Criminel de guerre et tueur en série
C’est en criminel que Sharon a commencé sa carrière militaire. Nous ne relaterons pas tous ses hauts faits d’armes, quelques-uns seulement afin de prendre la mesure de l’homme. Le 14 octobre 1953, Sharon à la tête de la Force 101 au cours de l’opération Shoshana va dynamiter le village de Kibia [Qibya], soit 45 maisons, une école et une mosquée ! Il s’agissait d’exercer des représailles pour le meurtre d’une femme et ses deux enfants… assez loin de là dans les faubourgs de Tel-Aviv. Soixante-neuf civils périront, principalement des femmes et des enfants. Sharon se justifiera dans son journal en arguant qu’il avait reçu des ordres lui intimant d’infliger de lourdes pertes aux habitants du village et en se déclarant convaincu d’être face à des maisons vides de leurs habitants. En réalité, selon un observateur des Nations Unies, le contre-amiral Vagn Bennike, Sharon fit ouvrir le feu sur les maisons pour interdire toute fuite à leurs occupants. Telle est la signature du héros dont la disparition est saluée partout dans la sphère occidentale.
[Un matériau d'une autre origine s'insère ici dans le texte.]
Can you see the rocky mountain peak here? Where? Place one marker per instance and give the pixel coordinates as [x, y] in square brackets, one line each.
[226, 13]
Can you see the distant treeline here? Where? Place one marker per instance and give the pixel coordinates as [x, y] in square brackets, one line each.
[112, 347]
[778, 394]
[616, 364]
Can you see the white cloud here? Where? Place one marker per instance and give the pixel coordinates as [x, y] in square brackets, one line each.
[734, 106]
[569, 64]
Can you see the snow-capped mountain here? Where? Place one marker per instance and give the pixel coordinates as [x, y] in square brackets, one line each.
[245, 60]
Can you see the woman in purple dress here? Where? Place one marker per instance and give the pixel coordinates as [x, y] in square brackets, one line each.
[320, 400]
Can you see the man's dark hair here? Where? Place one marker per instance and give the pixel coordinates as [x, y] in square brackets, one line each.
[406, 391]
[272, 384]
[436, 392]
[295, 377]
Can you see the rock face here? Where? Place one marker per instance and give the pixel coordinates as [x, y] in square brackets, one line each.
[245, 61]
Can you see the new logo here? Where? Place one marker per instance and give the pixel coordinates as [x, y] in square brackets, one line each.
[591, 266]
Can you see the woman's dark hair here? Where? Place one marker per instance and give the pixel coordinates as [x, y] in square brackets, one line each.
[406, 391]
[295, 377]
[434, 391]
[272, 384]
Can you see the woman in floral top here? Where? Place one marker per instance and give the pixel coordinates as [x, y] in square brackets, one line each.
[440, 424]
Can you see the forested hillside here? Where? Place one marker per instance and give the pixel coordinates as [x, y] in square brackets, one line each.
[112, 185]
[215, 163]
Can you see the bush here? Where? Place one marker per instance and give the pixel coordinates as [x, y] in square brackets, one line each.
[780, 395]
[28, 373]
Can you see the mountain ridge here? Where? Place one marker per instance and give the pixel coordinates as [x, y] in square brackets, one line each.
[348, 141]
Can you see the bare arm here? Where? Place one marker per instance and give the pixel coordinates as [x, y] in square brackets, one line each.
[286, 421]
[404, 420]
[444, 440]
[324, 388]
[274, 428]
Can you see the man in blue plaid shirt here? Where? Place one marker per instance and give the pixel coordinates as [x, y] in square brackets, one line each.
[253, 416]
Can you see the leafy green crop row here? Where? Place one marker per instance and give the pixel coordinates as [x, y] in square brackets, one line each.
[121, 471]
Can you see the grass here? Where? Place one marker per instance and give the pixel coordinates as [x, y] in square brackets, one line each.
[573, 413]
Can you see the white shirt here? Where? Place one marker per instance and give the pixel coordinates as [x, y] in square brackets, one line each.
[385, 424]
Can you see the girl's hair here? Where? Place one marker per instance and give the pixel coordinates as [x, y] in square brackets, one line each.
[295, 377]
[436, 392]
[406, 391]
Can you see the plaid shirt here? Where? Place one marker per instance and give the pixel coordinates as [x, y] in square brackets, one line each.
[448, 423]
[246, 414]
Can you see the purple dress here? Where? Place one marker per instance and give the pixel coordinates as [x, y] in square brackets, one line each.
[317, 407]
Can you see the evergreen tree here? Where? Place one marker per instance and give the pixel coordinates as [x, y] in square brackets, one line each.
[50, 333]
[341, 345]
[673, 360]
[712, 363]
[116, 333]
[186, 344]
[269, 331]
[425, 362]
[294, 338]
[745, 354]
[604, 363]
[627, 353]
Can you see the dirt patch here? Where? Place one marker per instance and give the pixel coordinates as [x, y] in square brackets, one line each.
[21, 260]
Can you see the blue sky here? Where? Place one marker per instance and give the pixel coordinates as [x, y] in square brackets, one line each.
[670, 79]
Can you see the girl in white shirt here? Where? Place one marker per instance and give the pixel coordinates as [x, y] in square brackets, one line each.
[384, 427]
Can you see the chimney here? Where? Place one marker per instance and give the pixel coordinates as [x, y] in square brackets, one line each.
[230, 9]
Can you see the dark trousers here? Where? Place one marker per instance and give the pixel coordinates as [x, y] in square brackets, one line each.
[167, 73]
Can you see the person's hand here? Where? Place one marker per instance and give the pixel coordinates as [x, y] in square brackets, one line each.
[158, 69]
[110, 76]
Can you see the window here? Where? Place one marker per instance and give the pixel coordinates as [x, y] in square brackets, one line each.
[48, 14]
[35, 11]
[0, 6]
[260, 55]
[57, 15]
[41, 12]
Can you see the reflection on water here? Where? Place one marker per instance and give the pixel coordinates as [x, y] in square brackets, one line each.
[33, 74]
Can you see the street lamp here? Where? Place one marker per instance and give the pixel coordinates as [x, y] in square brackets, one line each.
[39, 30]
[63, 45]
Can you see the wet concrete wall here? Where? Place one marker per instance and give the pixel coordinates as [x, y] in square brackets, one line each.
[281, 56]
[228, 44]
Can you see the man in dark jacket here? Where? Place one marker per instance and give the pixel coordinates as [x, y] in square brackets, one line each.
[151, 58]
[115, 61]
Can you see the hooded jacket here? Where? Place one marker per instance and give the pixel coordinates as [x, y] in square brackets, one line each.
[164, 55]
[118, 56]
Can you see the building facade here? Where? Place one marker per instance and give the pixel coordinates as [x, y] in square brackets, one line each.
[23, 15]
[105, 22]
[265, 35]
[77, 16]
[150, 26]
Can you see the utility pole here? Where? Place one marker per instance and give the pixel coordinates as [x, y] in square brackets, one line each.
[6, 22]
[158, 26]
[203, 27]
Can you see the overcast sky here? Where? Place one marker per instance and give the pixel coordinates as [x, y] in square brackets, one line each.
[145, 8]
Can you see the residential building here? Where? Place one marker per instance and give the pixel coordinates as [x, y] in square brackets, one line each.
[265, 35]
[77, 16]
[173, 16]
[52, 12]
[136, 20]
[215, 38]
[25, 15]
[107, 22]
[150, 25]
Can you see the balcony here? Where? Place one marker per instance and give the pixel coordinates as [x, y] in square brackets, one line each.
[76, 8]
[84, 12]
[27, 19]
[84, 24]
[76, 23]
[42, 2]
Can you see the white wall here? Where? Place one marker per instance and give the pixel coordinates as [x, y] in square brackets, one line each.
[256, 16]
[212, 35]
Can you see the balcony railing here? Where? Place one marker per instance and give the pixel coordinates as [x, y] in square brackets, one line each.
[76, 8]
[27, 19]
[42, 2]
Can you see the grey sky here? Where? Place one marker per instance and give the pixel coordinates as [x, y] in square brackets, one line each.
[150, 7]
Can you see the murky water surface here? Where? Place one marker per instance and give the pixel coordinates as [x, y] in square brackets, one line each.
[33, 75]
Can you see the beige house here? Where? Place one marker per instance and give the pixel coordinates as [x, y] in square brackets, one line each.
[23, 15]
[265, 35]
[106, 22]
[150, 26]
En 1956, nouvelle tuerie. À l’occasion de la crise de Suez, Sharon commande la 202e brigade parachutiste et investit le Sinaï. Le 890e régiment de parachutistes commandé par un subordonné de Sharon, Rafaël Eytan parvient au col de Mitla, position tenue par une unité de douaniers et de gardes-frontière majoritairement soudanais. Les Égyptiens se débandent, néanmoins quelques deux cents prisonniers désarmés, militaires et civils, seront froidement abattus. Une nouvelle fois, la responsabilité, directe ou indirecte, de Sharon dans ce carnage contrevenant à toutes les lois et coutumes de guerre, ne sera à aucun moment engagée.
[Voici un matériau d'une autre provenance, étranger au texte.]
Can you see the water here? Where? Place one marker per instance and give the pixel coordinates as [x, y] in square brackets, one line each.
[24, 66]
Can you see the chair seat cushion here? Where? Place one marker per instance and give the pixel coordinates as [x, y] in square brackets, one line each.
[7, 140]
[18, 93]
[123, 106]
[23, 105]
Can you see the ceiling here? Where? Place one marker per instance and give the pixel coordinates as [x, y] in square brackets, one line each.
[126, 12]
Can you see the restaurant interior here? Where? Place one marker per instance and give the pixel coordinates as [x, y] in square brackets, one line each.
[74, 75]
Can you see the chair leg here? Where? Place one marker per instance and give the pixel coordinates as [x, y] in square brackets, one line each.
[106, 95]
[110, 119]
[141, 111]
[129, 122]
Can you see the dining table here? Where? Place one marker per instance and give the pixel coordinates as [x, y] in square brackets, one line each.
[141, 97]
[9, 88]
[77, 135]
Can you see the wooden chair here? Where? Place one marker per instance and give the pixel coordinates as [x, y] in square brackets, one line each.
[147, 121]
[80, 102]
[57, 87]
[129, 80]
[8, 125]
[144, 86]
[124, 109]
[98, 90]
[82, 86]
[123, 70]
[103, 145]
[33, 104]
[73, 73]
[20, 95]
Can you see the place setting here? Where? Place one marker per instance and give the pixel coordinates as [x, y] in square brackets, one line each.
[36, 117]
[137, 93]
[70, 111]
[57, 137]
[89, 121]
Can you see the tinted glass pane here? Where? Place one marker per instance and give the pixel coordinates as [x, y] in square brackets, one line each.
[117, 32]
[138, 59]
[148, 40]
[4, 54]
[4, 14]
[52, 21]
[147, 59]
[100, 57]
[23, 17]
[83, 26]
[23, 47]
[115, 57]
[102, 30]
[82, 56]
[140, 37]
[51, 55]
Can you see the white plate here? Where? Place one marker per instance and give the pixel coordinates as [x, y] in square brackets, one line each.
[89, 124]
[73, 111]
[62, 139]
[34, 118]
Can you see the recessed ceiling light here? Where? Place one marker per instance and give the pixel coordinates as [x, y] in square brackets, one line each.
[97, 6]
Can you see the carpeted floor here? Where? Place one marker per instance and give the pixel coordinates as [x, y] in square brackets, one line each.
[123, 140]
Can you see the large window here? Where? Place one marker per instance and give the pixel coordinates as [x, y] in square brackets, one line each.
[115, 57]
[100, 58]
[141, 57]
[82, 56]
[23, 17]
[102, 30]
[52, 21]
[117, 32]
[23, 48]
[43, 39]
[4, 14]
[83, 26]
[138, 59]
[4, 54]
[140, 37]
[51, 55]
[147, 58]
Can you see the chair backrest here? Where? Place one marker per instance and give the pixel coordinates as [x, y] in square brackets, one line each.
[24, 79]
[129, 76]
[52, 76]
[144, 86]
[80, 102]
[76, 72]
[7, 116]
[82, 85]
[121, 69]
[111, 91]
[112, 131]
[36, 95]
En juin 1982, lors de l’Opération Paix en Galilée qui se prolongera par 17 ans d’occupation du Sud Liban, Sharon est devenu ministre de la Défense et Rafaël Eytan son chef d’état-major. C’est dans ce contexte que Sharon engagera les phalangistes chrétiens à « nettoyer » les camps de réfugiés de Sabra et de Chatila à Beyrouth Ouest, cela entre le 16 et le 18 septembre 1982. En deux jours ce sont environ 700, et peut-être 3500 Palestiniens qui tombent sous les coups de ceux qui prétendaient venger l’assassinat du président chrétien Bachir Gemayel. Les camps étaient alors encerclés par les hommes de Tsahal. C’est sous couvert des forces israéliennes que se perpétra l’une des tueries les plus retentissantes de l’interminable conflit israélo-palestinien. Le 8 février 1983, une commission d’enquête israélienne dirigée par le président de la Cour suprême, le juge Yitzhak Kahane, évoquait la « responsabilité personnelle » de Sharon qui aurait négligé de faire prendre « les mesures adéquates pour empêcher d’éventuels massacres ». Devant le scandale celui-ci se voit contraint à la démission. Il se retire alors de la vie politique pendant plusieurs années. Cependant Sharon n’eut jamais à répondre pour sa participation à cette tragédie… réputée, au jour de son inhumation, comme largement indirecte.
Sharon grand boucher devant l’Éternel, expérimentateur et mercanti avisé, aura légué à ses successeurs immédiats, outre le champ de manœuvre de Gaza où la troupe peut venir se faire la main, quelques bonnes recettes commerciales liées au commerce de la mort. Ainsi en juillet 2006, alors qu’il venait d’être plongé dans un profond coma artificiel, le Liban et Gaza ont été réputés avoir servi de laboratoire pour des armes à létalité renforcée 1. Pour mener à bien de telles expériences, il est aisé de comprendre la nécessité qu’il y avait à rendre aux Gazaouis une autonomie susceptible d’offrir toutes les occasions d’intervention unilatérales et asymétriques afin d’y tester - ou de faire la démonstration de leur efficacité - de nouveaux « produits » avant leur mise sur le marché.